ANSWER: The total cost for the Law and Justice Center remains a bit fluid since two of the three buildings have not been built. But as it stands now, once the three buildings are complete, the cost would be slightly more than $138 million, Craig Pedro, county administrator said. County funds would have paid just under $25 million. The rest comes from various state grants and allocations.

Here's how it breaks down. The land cost $4.2 million. Of that total, $700,000 came from court judgments earmarked for projects like the Law and Justice Center. The county borrowed $3.5 million from its Traffic Impact Mitigation Fee Trust Fund in 2010, and by the time the note is due will have paid $308,308 in interest. Pedro said this financing saved saved taxpayers at least $3 million.

The Juvenile Detention Center, which opened last year, cost $18,700,000. The state paid $16 million and the county's share - $2.7 million - was paid for by the general fund and a small portion – about $150,450 – wil come from a lease revenue bond that went to market Thursday.

Also included in that bond was money for the new county jail and infrastructure for the site as well as $3.1 million to upgrade the country’s overall technology.

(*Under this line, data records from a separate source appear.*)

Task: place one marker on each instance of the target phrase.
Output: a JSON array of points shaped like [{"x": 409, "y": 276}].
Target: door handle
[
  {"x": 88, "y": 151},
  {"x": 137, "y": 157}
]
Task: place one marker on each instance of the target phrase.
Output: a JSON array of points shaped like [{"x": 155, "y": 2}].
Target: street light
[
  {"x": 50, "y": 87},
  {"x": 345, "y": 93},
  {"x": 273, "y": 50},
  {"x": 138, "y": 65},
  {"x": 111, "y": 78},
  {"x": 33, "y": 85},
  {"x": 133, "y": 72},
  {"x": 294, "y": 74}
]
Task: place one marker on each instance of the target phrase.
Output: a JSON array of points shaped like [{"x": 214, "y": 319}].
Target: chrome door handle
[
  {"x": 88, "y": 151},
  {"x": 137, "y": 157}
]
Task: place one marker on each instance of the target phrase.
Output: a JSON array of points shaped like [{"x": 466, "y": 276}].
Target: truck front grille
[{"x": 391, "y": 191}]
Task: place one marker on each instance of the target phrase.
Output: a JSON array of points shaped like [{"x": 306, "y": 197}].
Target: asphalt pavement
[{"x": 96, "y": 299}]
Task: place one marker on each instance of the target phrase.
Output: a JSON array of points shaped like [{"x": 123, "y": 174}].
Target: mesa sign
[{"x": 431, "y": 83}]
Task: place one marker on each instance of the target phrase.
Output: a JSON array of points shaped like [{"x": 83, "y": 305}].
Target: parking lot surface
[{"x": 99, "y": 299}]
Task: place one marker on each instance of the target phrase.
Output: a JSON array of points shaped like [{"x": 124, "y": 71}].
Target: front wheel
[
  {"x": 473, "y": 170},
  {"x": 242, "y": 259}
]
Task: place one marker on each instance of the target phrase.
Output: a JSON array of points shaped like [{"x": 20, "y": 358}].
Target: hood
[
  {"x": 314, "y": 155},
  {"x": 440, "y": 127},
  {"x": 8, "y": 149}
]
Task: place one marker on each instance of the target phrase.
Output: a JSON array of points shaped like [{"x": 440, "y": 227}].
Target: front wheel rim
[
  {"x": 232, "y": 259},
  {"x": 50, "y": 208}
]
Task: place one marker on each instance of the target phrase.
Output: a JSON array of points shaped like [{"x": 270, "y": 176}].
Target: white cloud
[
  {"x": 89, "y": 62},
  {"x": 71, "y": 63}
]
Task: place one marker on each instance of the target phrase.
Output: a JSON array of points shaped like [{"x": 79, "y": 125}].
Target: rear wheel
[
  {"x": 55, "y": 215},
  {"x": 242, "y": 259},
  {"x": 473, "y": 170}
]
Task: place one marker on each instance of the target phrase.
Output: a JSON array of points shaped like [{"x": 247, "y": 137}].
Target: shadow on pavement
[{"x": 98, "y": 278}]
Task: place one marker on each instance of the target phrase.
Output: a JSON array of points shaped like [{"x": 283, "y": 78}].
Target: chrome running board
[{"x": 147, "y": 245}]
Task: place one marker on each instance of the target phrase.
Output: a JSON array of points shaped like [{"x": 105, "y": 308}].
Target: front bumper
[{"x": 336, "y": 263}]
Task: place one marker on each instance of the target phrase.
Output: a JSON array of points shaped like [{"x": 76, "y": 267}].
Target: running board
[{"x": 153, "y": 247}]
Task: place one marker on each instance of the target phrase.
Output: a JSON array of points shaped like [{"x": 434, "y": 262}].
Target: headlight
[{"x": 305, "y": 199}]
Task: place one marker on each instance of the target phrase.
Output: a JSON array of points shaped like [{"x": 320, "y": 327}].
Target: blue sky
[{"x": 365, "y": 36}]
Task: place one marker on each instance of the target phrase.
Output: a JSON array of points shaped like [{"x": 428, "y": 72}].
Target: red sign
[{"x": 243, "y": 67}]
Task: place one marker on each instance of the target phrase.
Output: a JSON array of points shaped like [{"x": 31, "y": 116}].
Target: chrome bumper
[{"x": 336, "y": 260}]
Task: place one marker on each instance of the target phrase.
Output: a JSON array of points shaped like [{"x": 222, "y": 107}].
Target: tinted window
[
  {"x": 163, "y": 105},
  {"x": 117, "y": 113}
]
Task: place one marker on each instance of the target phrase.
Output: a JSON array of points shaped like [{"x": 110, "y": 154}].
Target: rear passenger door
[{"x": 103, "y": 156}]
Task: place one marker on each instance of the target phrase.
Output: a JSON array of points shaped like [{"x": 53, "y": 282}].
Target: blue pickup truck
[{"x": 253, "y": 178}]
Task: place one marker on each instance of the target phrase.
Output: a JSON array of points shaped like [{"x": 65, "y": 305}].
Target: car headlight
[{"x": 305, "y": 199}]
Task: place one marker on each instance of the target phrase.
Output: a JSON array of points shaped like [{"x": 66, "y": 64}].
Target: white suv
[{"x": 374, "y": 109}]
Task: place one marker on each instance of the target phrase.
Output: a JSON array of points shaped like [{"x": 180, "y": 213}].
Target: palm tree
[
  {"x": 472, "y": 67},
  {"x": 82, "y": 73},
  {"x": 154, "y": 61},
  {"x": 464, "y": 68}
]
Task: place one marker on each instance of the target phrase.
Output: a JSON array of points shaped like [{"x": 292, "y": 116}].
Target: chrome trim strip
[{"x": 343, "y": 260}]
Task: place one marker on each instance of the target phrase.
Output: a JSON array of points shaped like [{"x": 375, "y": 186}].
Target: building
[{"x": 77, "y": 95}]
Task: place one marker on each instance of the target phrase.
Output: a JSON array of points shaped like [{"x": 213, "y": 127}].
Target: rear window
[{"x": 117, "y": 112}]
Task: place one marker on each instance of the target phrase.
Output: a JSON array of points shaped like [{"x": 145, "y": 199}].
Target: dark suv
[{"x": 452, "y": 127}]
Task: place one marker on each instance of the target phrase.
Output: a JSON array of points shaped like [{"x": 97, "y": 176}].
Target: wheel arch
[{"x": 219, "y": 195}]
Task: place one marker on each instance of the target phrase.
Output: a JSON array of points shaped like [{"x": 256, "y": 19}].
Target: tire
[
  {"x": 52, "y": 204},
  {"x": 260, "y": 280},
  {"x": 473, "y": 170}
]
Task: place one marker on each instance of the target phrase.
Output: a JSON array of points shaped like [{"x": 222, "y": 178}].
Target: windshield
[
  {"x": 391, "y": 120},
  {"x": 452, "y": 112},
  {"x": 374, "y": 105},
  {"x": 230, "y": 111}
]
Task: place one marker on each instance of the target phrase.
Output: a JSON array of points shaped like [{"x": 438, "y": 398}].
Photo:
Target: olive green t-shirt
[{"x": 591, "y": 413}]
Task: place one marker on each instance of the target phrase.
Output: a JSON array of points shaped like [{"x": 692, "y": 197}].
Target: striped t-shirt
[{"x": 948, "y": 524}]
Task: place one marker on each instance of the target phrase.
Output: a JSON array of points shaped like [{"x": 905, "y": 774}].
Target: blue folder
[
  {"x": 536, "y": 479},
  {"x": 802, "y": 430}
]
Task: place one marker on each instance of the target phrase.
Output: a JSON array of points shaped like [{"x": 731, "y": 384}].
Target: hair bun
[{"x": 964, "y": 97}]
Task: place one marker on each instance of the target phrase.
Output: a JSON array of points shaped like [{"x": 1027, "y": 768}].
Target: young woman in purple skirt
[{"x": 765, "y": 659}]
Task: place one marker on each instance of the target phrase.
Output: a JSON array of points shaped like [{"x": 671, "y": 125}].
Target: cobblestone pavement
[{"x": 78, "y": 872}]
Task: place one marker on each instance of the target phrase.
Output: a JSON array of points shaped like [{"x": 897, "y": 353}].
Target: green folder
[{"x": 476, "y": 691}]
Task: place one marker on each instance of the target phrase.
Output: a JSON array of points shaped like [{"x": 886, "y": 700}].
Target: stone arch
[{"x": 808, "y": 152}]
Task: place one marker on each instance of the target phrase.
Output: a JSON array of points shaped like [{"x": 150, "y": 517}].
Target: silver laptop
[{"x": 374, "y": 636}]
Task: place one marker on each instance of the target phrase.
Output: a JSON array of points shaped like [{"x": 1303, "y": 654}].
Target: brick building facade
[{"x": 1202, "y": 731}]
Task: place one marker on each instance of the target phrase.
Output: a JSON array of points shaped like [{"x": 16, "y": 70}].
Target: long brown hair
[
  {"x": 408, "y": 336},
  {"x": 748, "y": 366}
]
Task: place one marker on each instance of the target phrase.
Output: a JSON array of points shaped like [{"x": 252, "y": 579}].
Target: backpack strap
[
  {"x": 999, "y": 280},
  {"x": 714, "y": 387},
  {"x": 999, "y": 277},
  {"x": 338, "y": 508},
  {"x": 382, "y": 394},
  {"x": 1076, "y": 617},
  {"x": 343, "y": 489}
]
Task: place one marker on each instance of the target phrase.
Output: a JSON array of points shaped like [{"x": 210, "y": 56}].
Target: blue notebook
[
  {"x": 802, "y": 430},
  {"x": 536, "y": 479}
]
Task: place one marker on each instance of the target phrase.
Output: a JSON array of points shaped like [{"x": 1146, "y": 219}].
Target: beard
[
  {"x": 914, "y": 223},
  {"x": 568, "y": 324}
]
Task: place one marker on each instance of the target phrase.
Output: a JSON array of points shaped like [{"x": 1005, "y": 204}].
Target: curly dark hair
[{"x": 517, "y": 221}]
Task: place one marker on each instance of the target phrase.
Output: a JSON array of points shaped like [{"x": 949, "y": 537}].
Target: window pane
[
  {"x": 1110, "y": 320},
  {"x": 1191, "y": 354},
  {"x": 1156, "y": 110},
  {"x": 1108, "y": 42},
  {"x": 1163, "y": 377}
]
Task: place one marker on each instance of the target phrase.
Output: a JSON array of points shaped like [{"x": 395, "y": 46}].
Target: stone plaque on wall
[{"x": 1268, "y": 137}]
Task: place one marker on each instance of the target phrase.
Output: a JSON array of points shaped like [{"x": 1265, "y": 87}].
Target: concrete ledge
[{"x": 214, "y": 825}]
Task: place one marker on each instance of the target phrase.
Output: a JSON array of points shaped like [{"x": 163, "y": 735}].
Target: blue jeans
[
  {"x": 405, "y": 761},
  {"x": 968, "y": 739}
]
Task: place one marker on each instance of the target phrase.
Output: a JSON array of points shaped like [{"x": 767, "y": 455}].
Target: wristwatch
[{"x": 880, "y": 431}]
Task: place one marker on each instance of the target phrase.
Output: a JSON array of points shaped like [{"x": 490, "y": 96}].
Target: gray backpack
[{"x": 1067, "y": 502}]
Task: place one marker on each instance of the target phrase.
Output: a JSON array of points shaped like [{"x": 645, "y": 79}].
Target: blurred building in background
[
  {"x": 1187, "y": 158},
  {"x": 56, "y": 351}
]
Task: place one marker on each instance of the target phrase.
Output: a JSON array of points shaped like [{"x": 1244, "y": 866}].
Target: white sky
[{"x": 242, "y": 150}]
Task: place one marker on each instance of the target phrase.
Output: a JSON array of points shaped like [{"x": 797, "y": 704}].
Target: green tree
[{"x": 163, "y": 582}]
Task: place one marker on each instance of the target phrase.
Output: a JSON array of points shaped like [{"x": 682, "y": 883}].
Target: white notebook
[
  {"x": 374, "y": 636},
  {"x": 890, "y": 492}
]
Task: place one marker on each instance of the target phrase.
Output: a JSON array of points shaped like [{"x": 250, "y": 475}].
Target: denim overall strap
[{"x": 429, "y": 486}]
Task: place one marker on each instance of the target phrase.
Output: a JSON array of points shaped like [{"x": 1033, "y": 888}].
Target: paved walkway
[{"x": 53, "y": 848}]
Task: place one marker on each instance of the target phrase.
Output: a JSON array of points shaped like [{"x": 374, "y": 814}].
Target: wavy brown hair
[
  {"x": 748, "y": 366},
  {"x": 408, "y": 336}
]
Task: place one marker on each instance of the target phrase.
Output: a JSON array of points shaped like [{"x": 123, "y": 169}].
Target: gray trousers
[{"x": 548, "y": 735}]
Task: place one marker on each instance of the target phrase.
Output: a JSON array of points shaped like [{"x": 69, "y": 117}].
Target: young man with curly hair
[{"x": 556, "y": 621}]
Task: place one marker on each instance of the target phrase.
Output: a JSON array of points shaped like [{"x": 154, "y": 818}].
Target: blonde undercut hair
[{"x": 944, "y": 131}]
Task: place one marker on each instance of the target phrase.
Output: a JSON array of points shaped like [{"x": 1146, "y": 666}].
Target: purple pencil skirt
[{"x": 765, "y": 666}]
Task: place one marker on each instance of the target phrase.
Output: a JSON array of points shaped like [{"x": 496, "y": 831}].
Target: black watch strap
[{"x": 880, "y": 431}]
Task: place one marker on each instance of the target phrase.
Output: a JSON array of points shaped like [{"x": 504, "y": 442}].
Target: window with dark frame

The jail, which is expected to be completed in late 2019, is estimated to cost $50.7 million. The county’s share is $17.7 million. Approximately $17.6 million will come from the lease revenue bond, with interest totaling an average of 3.5 percent. The total payoff for just the jail could not be parsed out Thursday afternoon.

The new courthouse is truly a work in progress with regard to funding and construction. All of the cost – estimated at $64 million – will be paid for by the state because the courts are managed and run by the state. Money for this project has been included in the governor's budget but it is still early in the process.

Also to be built one day on site will be a building for various court officers such as the district attorney and public defender and a new headquarters for the Sheriff’s Office.